Are blanket discounts bad for business?

The retail sector are renowned for using discounts in order to boost sales during otherwise quite periods, January sales are now as much a part of the high street as chain coffee shops and fast food. After all everyone loves a bargain shoppers because their money goes further, and retailers because it it goes well they generate more profit.

There is no doubt that blanket discounts have their place within pricing strategy, as a method to clear the decks of old stock they are really useful; however using this as a regular pricing strategy is akin to playing Russian roulette, you are gambling that reduced prices will significantly increase sales but at the cost of profit, which in reality pays your bills.

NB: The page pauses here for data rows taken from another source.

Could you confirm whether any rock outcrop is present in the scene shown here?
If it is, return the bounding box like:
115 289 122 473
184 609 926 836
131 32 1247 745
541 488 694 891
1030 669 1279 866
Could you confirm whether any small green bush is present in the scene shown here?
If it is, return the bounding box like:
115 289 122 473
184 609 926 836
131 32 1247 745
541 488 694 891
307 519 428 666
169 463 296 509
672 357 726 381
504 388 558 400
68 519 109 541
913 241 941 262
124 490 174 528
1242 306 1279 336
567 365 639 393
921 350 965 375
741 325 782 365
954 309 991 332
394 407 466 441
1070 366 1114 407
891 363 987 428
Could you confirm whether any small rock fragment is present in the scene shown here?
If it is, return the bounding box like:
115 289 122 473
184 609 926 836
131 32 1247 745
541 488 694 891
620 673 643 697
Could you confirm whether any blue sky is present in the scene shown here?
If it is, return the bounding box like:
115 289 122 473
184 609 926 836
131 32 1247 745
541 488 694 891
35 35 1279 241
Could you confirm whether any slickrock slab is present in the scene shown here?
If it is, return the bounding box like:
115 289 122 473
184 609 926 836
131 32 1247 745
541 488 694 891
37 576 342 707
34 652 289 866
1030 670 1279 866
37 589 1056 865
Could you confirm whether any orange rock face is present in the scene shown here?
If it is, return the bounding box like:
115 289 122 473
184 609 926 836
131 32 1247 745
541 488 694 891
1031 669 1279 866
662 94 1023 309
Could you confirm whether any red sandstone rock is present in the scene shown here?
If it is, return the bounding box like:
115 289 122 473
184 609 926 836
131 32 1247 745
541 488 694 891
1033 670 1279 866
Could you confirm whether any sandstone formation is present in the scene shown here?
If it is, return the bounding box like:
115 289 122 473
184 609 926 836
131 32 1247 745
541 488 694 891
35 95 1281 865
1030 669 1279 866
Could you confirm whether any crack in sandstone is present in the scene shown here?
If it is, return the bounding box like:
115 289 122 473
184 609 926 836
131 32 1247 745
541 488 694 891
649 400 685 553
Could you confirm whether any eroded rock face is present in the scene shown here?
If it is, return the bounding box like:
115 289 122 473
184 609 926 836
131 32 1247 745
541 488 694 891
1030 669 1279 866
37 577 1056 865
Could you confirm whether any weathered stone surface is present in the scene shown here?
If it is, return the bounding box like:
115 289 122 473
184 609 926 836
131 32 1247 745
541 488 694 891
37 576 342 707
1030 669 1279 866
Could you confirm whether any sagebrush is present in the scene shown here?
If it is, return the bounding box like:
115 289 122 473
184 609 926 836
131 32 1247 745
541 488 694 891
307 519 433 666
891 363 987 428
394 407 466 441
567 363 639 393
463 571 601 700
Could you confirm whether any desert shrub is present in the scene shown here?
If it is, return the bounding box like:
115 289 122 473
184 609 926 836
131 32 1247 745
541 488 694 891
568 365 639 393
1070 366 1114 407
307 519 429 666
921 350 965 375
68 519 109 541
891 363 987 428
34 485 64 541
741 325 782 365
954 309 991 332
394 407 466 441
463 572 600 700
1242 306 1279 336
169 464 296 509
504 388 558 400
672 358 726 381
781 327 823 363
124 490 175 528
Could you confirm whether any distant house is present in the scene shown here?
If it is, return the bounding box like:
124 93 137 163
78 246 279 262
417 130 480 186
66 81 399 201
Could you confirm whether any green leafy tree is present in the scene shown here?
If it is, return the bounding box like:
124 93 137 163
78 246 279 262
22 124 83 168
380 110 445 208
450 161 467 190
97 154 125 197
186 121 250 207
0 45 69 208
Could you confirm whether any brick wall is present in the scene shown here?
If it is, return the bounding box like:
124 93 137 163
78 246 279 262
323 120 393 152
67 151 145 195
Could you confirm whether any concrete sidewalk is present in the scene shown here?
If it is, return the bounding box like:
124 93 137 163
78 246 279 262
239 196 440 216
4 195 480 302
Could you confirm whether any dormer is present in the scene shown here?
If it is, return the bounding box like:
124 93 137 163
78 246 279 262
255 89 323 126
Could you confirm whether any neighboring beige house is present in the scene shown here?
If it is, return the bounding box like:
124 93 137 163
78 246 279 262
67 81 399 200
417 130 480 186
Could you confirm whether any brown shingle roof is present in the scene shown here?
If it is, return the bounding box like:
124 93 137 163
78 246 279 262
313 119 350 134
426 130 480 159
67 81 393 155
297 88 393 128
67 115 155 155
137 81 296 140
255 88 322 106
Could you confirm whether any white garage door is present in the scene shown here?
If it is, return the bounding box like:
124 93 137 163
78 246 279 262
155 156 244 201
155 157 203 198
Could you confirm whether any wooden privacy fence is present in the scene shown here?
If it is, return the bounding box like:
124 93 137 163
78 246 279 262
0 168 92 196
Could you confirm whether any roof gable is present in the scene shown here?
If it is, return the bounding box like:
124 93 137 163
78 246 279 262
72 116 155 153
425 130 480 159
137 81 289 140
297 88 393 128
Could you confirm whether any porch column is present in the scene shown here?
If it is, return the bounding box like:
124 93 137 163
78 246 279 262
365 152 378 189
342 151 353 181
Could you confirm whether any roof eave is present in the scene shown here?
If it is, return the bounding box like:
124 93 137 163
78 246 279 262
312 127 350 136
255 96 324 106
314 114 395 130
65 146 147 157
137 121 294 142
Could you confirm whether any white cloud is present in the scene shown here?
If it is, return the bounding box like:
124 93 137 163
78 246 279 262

The effect of blanket discounts on profit.


Imagine an electronics retailer sells 100 coffee machines at £75 each, and they buy each machine for £50. Under normal sales conditions their gross profit would look like the below:


Sales: £7,500

Cost: £5,000

Gross Profit: £2,500 (£25 per unit)

Now imagine that the same retailer applies a blanket discount of 10% on all of these sales to attract custom:


Sales: £6,750 (reduced by 10%)

Cost: £5,000 (stays the same)

Gross Profit: £1,750 (£17.50 per unit)

Therefore the 10% reduction in sales price has reduced over all gross profitability by 30%.

For this pricing methodology to be sustainable the retailer would have to sell an additional 43 units in order to reach a similar level of profit as was achieved prior to the discount.


Are there ways to make discounting work?


There certainly are but these rely on your ability to buy products in for a cheaper price maybe even specifically for the sale. This may not always be possible, but importantly it may not be something you wish to consider due to the potential for damaging your brand by selling products of an inferior quality.

But is there another way?


A bundle of offers.


Offers, love them or loath them they are here to stay and when you look at the numbers it is easy to see why!


Three for two offers


A Clothing retailer sells T-Shirts individually for £12, the cost to the retailer is £5 and they make a £7 profit per transaction.

They have decided to run a 3 for 2 offer on this range of T-Shirts and as a result they make the following profit per sale

Sales: £24 (doubled)

Cost: £15 (Trebled)

Profit: £9

Therefore the profit per transaction has increased by £2 (28.5%) due to the extra value perceived by the customer.


2 for £X offers


These offers can be even more powerful than 3 for 2 offers.

The same retailer decides to offer the range of T-Shirts for sale on a 2 for £20 deal, the customer therefore rationalises that they are paying £10 for a T-Shirt that would cost £12 if bought on its own.

The profit per transaction with this offer is as follows:

Sales: £20

Cost: £10 (Doubles)

Profit: £10

This is an increase of profit per transaction of 42.8% compared to a customer buying a single T-Shirt!



But what if you just want to increase your spend per basket?


Simply if you can obtain something that your customers would value, but at a low cost, consider using it as a free gift if you spend over £X. The customer thinks they have got a bargain you have increase your spend per basket and everyone’s a winner. The important thing to remember is to set the value of £X above your current spend per basket.


Setting your pricing strategy

As you can see it really is worthwhile sitting down and planning your pricing strategy around your business objectives in order to ensure your pricing is contributing to your overall goals.